Is Blue Plum, Tennessee, the imaginary town in my Haunted Yarns Shop Mysteries, a place I’d like to visit? Sure. Apart from the fact that people keep getting killed, I wouldn’t even mind living there. That’s one of the reasons I enjoy writing the series, especially this time of year, when yet another winter storm has barreled through central Illinois. When it’s below zero here, with the wind and snow making it feel even colder, I can pretend I’m sitting in the shade of an umbrella at Mel’s on Main sipping iced tea—with a slice of Mel’s tunnel of fudge cake, because in Blue Plum there are no calories.
To build Blue Plum, I borrowed details from small towns I’ve lived in or passed through. An awful lot of those parts come from Jonesborough, Tennessee—including the courthouse, the row house where I put the Weaver’s Cat, and the café that I reimagined and renamed Mel’s on Main. In fact, if you’re ever in upper east Tennessee around lunchtime, stop in at the Main Street Café in Jonesborough. I guarantee you won’t be disappointed.

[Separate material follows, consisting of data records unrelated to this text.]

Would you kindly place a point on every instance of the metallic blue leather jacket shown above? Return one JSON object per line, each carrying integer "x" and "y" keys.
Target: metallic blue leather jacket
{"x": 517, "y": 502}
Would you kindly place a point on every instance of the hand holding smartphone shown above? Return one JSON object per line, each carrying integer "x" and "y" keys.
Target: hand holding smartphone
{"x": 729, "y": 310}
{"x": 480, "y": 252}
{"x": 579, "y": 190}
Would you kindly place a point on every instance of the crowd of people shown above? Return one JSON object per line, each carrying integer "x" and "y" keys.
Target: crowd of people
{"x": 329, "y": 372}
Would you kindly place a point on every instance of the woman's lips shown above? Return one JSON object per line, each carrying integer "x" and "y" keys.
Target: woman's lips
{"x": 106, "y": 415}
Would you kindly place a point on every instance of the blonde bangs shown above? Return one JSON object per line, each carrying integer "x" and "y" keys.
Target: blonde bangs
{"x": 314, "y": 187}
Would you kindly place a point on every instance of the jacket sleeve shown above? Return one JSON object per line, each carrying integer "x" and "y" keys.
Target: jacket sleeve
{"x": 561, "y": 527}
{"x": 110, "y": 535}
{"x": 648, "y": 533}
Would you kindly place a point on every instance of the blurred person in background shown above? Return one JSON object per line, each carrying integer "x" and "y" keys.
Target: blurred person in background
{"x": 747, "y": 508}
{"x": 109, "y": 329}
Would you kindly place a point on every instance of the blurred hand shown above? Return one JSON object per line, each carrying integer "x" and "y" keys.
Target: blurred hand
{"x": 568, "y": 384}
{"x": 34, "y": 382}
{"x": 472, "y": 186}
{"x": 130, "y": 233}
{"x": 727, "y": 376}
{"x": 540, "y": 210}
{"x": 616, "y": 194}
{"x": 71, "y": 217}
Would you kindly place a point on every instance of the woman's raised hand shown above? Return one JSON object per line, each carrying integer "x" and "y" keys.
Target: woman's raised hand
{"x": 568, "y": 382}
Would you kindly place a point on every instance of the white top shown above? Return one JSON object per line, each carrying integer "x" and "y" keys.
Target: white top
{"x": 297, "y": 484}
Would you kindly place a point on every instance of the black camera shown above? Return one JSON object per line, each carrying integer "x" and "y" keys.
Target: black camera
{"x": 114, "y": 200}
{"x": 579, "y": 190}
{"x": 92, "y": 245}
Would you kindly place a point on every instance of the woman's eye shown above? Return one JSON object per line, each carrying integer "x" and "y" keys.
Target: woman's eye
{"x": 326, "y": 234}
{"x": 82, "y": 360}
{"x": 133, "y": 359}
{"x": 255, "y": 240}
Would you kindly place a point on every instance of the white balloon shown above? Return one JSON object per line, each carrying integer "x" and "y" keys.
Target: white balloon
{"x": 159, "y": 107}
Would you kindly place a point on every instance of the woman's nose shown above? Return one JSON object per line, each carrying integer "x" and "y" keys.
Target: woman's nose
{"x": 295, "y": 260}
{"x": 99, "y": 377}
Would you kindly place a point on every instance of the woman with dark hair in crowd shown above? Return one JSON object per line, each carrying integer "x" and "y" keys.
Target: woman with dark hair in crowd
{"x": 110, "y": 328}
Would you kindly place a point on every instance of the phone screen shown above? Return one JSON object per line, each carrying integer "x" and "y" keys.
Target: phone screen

If you’d like to see how I picture Blue Plum, take a look at my Pinterest boards. You’ll find the mountains, the streetscape, Mel’s bakery case, and the Holston Homeplace Living History Farm. And, of course, you’ll see the Weaver’s Cat. You’ll see some of the baby hats that members of TGIF (Thank Goodness It’s Fiber) are knitting for their 1,000 hat challenge, the mannequin decked out in some of its ever-changing outfits. You can browse the shop’s reference library and find classes to take—haven’t you always wanted to learn how to knit a hedgehog? And you’ll see examples of lace more substantial than Geneva the ghost.

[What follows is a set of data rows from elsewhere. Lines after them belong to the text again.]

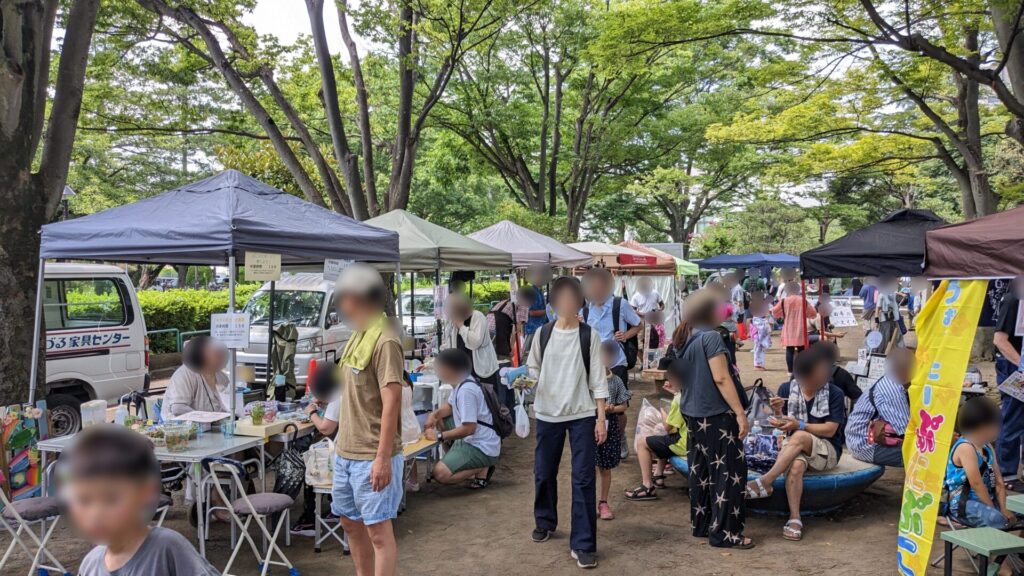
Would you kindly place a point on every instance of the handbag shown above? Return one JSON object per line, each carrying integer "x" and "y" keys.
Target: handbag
{"x": 320, "y": 460}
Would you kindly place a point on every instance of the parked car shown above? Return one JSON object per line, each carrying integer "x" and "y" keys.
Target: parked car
{"x": 425, "y": 324}
{"x": 96, "y": 347}
{"x": 306, "y": 300}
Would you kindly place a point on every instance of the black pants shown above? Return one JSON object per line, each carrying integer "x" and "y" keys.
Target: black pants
{"x": 717, "y": 480}
{"x": 550, "y": 444}
{"x": 791, "y": 354}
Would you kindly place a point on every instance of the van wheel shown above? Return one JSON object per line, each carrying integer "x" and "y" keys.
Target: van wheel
{"x": 66, "y": 413}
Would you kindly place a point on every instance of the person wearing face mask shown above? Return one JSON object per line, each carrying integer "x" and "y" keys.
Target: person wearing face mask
{"x": 1008, "y": 360}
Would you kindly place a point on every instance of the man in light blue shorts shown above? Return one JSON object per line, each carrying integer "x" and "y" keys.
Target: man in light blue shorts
{"x": 369, "y": 464}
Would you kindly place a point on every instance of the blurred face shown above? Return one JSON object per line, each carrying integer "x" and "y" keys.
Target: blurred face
{"x": 214, "y": 357}
{"x": 104, "y": 509}
{"x": 566, "y": 304}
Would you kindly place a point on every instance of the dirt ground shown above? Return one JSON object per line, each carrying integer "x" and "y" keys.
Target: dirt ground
{"x": 452, "y": 530}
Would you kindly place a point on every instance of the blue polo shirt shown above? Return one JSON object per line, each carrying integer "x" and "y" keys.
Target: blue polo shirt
{"x": 535, "y": 322}
{"x": 599, "y": 318}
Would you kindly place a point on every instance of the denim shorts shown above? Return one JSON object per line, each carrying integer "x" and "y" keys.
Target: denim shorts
{"x": 352, "y": 495}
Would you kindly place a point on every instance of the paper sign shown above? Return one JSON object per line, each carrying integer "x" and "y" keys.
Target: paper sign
{"x": 203, "y": 417}
{"x": 1014, "y": 385}
{"x": 333, "y": 268}
{"x": 262, "y": 266}
{"x": 230, "y": 329}
{"x": 842, "y": 317}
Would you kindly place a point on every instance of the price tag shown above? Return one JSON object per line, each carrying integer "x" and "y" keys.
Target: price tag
{"x": 262, "y": 266}
{"x": 333, "y": 268}
{"x": 230, "y": 330}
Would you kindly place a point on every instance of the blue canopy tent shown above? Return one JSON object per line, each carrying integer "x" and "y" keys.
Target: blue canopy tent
{"x": 755, "y": 259}
{"x": 211, "y": 222}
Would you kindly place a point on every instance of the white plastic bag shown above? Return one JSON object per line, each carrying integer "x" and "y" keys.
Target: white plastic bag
{"x": 318, "y": 459}
{"x": 648, "y": 423}
{"x": 521, "y": 418}
{"x": 411, "y": 429}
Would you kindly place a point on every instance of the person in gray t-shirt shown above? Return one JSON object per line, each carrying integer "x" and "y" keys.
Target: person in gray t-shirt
{"x": 164, "y": 552}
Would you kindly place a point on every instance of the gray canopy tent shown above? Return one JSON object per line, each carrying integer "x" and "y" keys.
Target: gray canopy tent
{"x": 211, "y": 222}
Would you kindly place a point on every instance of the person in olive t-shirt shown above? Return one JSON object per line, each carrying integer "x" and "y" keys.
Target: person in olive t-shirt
{"x": 368, "y": 468}
{"x": 1008, "y": 344}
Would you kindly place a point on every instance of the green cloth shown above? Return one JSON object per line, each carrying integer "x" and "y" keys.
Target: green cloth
{"x": 360, "y": 346}
{"x": 465, "y": 456}
{"x": 676, "y": 420}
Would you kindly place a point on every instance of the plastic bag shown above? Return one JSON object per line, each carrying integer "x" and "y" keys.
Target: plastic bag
{"x": 318, "y": 459}
{"x": 649, "y": 422}
{"x": 411, "y": 429}
{"x": 521, "y": 418}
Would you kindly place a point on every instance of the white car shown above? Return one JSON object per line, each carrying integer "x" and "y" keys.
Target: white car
{"x": 306, "y": 300}
{"x": 96, "y": 347}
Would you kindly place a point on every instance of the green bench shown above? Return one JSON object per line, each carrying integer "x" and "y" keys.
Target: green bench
{"x": 985, "y": 542}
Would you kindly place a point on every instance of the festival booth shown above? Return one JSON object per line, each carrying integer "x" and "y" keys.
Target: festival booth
{"x": 213, "y": 221}
{"x": 964, "y": 256}
{"x": 428, "y": 248}
{"x": 894, "y": 246}
{"x": 528, "y": 247}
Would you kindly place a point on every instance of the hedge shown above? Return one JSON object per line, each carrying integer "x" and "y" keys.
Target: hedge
{"x": 185, "y": 310}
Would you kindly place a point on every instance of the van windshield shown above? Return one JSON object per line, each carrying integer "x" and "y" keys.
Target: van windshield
{"x": 299, "y": 306}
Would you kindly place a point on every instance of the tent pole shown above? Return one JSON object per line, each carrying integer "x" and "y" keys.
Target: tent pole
{"x": 231, "y": 352}
{"x": 269, "y": 342}
{"x": 37, "y": 329}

The idea—the ideal—of small towns calls to me. But Blue Plum isn’t idyllic. No small town is a utopia or an Eden. People, and life in general, tend to interfere. And so I’d be remiss if I never let it rain or snow in Blue Plum. Tunnel of fudge cake really does have calories (Geneva is happy to point that out to Kath, who might have been indulging herself more than she should, lately.) People have to work for a living. They get tired. They grouse and gossip and backbite. Lawns need mowing. Cat pans need cleaning. And there is that matter of people getting killed. Blue Plum mirrors the troubles and joys of the larger world; it just gives them to us with a cozier skyline.

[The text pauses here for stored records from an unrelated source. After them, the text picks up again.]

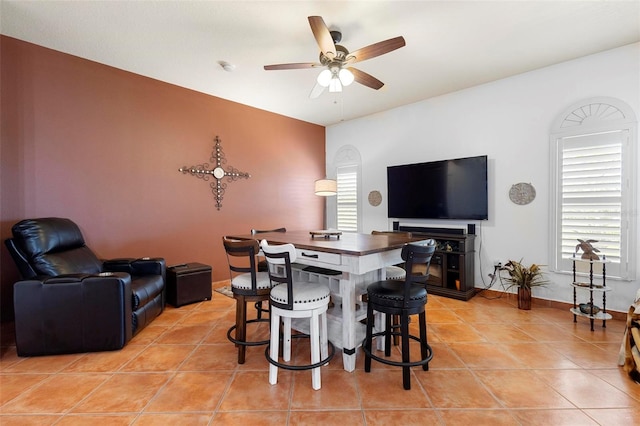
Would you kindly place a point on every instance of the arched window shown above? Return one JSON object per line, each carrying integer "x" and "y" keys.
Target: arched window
{"x": 593, "y": 184}
{"x": 347, "y": 166}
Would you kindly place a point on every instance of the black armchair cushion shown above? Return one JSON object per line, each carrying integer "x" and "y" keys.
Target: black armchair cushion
{"x": 85, "y": 313}
{"x": 54, "y": 246}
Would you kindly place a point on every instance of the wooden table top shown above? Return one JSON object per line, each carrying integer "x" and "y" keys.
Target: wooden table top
{"x": 349, "y": 243}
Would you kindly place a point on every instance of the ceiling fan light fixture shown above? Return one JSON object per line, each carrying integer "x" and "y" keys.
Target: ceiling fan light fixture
{"x": 346, "y": 77}
{"x": 324, "y": 78}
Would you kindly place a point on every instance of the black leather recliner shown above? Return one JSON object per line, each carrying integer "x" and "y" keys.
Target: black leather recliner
{"x": 70, "y": 301}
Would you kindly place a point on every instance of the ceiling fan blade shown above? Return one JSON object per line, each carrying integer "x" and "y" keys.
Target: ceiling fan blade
{"x": 375, "y": 49}
{"x": 316, "y": 91}
{"x": 366, "y": 79}
{"x": 294, "y": 66}
{"x": 323, "y": 36}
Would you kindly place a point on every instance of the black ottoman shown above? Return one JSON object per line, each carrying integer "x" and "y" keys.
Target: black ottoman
{"x": 188, "y": 283}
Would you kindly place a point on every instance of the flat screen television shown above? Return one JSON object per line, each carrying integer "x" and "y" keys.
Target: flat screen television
{"x": 447, "y": 189}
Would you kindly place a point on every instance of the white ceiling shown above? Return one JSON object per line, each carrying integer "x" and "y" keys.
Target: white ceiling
{"x": 450, "y": 45}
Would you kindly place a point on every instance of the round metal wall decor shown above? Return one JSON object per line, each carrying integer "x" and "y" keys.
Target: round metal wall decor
{"x": 522, "y": 193}
{"x": 375, "y": 198}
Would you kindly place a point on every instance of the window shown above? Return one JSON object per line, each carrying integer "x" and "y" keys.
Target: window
{"x": 593, "y": 187}
{"x": 344, "y": 213}
{"x": 347, "y": 198}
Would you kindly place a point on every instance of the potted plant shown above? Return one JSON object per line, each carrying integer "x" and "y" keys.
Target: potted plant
{"x": 524, "y": 278}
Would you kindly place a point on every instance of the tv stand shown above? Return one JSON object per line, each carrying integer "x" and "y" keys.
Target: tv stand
{"x": 451, "y": 273}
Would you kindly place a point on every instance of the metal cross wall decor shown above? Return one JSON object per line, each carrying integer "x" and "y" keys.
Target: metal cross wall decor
{"x": 201, "y": 171}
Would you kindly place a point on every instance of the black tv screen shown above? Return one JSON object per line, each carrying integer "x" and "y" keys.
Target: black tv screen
{"x": 448, "y": 189}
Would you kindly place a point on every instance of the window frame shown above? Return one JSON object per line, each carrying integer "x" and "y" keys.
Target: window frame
{"x": 347, "y": 157}
{"x": 588, "y": 119}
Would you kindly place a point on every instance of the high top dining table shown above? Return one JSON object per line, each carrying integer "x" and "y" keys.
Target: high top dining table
{"x": 347, "y": 264}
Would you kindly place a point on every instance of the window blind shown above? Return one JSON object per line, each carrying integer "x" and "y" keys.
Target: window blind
{"x": 347, "y": 198}
{"x": 591, "y": 193}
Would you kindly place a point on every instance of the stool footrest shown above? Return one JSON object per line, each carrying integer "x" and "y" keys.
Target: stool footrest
{"x": 398, "y": 363}
{"x": 331, "y": 348}
{"x": 245, "y": 342}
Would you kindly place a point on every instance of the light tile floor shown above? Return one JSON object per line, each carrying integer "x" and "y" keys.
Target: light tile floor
{"x": 493, "y": 364}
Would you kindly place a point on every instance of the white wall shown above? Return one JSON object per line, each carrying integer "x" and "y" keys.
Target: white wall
{"x": 510, "y": 121}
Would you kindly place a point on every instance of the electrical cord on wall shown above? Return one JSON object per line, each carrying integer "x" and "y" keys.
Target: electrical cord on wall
{"x": 495, "y": 275}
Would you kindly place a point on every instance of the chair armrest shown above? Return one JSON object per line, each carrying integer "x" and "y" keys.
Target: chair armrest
{"x": 142, "y": 266}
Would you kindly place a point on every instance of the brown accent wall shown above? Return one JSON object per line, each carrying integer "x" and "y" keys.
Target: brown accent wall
{"x": 103, "y": 146}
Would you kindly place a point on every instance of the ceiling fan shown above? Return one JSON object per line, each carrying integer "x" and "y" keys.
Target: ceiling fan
{"x": 338, "y": 60}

Spinning in Her Grave, the third book in the Haunted Yarn Shop Mysteries, takes place around the time of Blue Plum Preserves, a festival celebrating the town’s history. And, wouldn’t you know it? Once again someone gets killed, this time during the reenactment of a local livestock feud. These things do happen in real life, although they seem to happen more often in imaginary towns in cozy mysteries. But that’s okay, really, because cozy mysteries give us—writers and readers—the chance to set things right in a way that doesn’t always happen in the real world. They allow us to restore order and go on with our lives, even if only in our heads. I don’t like to brag, but I’ve got it made. My hands might be cold as I type this, but the grass is greener and the dishes are always done in Blue Plum.